XFormParser: Unified Multimodal KIE

Updated 2 March 2026

XFormParser is a unified multimodal, multilingual framework that jointly performs semantic entity recognition (SER) and relation extraction (RE) using a Transformer-based architecture.
It integrates spatial, visual, and textual features via 2D embeddings and a Bi-LSTM-enhanced biaffine decoder, significantly improving SER and RE F1 scores over previous state-of-the-art methods.
The framework supports both monolingual and cross-lingual applications, demonstrating robust scalability, high reproducibility, and industrial-grade performance.

XFormParser is a multimodal, multilingual framework for Key Information Extraction (KIE) from semi-structured form documents, implemented as a unified Transformer-based architecture that jointly addresses Semantic Entity Recognition (SER) and Relation Extraction (RE).

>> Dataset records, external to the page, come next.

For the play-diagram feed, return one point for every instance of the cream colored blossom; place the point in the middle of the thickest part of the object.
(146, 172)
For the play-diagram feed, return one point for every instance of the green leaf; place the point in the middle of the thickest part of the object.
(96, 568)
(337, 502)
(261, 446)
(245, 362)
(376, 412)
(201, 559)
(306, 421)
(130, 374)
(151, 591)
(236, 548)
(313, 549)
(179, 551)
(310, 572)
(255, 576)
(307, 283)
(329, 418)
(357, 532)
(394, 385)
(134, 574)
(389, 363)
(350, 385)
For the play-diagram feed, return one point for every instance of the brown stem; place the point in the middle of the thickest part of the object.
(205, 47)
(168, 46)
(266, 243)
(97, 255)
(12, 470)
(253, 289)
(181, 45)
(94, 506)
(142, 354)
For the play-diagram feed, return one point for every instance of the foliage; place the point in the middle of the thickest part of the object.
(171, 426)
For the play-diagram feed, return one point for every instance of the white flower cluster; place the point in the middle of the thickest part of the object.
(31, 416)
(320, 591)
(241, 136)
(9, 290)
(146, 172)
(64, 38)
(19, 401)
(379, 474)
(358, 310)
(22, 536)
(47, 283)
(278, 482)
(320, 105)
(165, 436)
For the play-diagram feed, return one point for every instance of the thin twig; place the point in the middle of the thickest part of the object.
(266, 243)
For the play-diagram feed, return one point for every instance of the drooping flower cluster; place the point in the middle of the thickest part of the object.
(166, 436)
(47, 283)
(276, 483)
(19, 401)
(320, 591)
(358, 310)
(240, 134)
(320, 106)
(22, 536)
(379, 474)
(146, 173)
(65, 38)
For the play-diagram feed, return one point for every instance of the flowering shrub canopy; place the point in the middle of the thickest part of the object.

Its primary contributions include the integration of spatial and visual features within a robust sequence model, a Bi-LSTM enhanced biaffine decoder for entity relations, and a supervised fine-tuning dataset tailored to industrial use cases. The system delivers substantial empirical performance improvements over previous state-of-the-art (SOTA) approaches in both monolingual and cross-lingual scenarios, with demonstrated scalability and reproducibility (Cheng et al., 2024).

1. Model Architecture and Key Components

XFormParser is constructed atop the LayoutXLM backbone, a multilingual extension of BERT/RoBERTa. This foundation is augmented with 2D position embeddings to encode token-level spatial coordinates $(x, y, w, h)$ and per-bounding-box image embeddings derived from cropped image patches around OCR-detected words. The input representation for each cell $b_i$ is the tuple $[{\rm Words}_i, {\rm Bbox}_i, {\rm Image}_i]$ , tokenized and embedded into a feature sequence $H \in \mathbb{R}^{n \times d}$ , where $n$ is the total number of OCR tokens.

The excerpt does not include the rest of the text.